Why It’s Okay To Walk
By Paul Towers
Image © Boggy / Fotolia
Society often has an unhealthy obsession when it comes to running. Or exercise in general for that matter. Too often you hear people say that run wasn’t ‘really’ a run because you had to take a break, if you stopped to smell some roses, or god forbid walk!
I’m not sure what lead to this unhealthy focus on ‘perfect’ but I’m here to say that it is okay to walk. I was thinking about this concept just recently in terms of my own running. After almost a year away from running due to family, work and other obligations in life, I started to run again. I wasn’t sure how hard (or easy) it would be but I knew I wanted to get back out there.
Coming from a background of ultra marathons I set my sights on running 10kms as a starting point. The first run wasn’t pretty. I was slow, my legs felt like lead and it took way, way longer than I expected. I was, however running, and that was all that mattered to me.
Fast forward three days and I wanted to get in a second run for the week. I knew from previous experience that consistency is key. And having set a goal of running the Sydney Half Marathon on 15 May, I knew I had to stay on track or I wouldn’t reach my goal.
I set off early Sunday morning and within 500 metres knew it was going to be a struggle. It had been three days, but my legs still felt like that had just finished the previous run! I was even slower than last time, but I stayed focused on my goal and went out to run the 10km.
On this particular route I take the run out is downhill. This means that after turning around at the 5km mark I am faced with a couple of hills on the way home. As one would expect, this is where the fatigue started to set in and my lack of fitness reared its head. I hit the first hill and I was stuffed! I started to walk.
I am used to walking in ultra marathon races.
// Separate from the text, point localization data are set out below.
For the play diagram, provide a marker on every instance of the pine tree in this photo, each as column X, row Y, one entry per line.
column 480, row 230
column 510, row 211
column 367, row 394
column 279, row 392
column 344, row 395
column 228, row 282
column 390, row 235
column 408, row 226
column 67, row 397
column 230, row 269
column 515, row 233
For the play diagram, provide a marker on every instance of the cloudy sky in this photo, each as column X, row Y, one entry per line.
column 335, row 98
It can often be a smart strategy. It allows you to conserve energy on the up hills and use the flat or downhills to your advantage.
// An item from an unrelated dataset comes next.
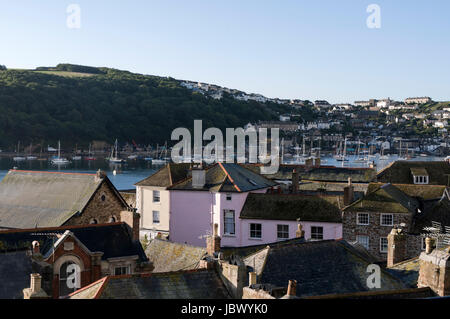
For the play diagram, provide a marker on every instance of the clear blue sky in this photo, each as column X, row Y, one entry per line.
column 288, row 49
Training is normally a different story. In the past when I had a long training run, say four or five hours on my feet, I always used to beat myself up when I walked. I felt like I had failed at what I set out to do.
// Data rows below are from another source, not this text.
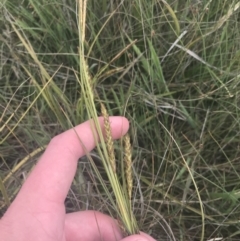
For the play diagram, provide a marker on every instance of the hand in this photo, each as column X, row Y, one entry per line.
column 38, row 211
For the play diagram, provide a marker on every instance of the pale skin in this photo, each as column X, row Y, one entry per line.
column 38, row 211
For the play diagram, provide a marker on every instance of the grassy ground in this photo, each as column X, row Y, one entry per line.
column 176, row 80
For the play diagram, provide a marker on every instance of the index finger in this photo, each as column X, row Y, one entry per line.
column 53, row 174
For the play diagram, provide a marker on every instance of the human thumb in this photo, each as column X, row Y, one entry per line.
column 139, row 237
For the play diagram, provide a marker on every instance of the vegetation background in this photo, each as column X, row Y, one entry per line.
column 171, row 67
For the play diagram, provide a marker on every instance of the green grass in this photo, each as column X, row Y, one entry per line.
column 179, row 91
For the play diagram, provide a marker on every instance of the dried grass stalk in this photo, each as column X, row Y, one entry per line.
column 108, row 136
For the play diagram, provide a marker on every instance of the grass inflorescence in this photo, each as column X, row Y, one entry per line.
column 171, row 67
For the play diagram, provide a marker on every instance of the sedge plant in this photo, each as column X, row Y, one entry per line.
column 122, row 200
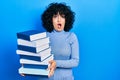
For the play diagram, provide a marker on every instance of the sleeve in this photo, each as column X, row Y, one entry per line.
column 74, row 60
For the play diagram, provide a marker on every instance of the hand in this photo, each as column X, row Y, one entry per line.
column 22, row 73
column 52, row 67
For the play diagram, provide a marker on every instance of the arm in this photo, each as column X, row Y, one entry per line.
column 74, row 60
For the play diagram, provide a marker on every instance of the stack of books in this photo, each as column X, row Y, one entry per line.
column 34, row 52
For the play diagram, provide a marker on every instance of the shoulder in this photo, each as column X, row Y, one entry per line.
column 71, row 37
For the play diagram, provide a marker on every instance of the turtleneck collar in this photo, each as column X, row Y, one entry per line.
column 58, row 32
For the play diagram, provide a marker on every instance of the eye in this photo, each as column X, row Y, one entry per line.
column 63, row 16
column 54, row 16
This Sunday however I had a revelation. I didn’t beat myself up when I had to walk. I realised that this was exactly what I needed. If you get to the point where you have to walk, then you knew that the goal you set for that training run was just right. You see, if I had ran the whole 10kms that day, who would know if I still had another kilometre or two in my legs.
By ‘failing’ to run the whole 10kms, I knew I had pushed myself just enough. I had run most of the distance, but needed to walk the harder sections. That is now my benchmark for the weeks that follow. When I can run the whole thing again without a worry then I know it’s time to push the distance, intensity or number of hills. I will search for that point where I need to walk again, whether it be at 12kms, 15 or even more. Because when I find that point where I am forced to walk then I know the distance is just right. And my body will be forced to adapt.
The real insight I gained from this personal story is that when you see someone who is walking on their run, and when they looked completely stuffed, it’s not because they have failed. It’s because they are doing exactly what they need to do. It could be they may have even run further than you and are only now just finding their breaking point.
So lets celebrate the fact that walking in a run should be seen as a sign of achievement, not failure. And let’s get past this whole notion of a run doesn’t count as a run if you need to walk!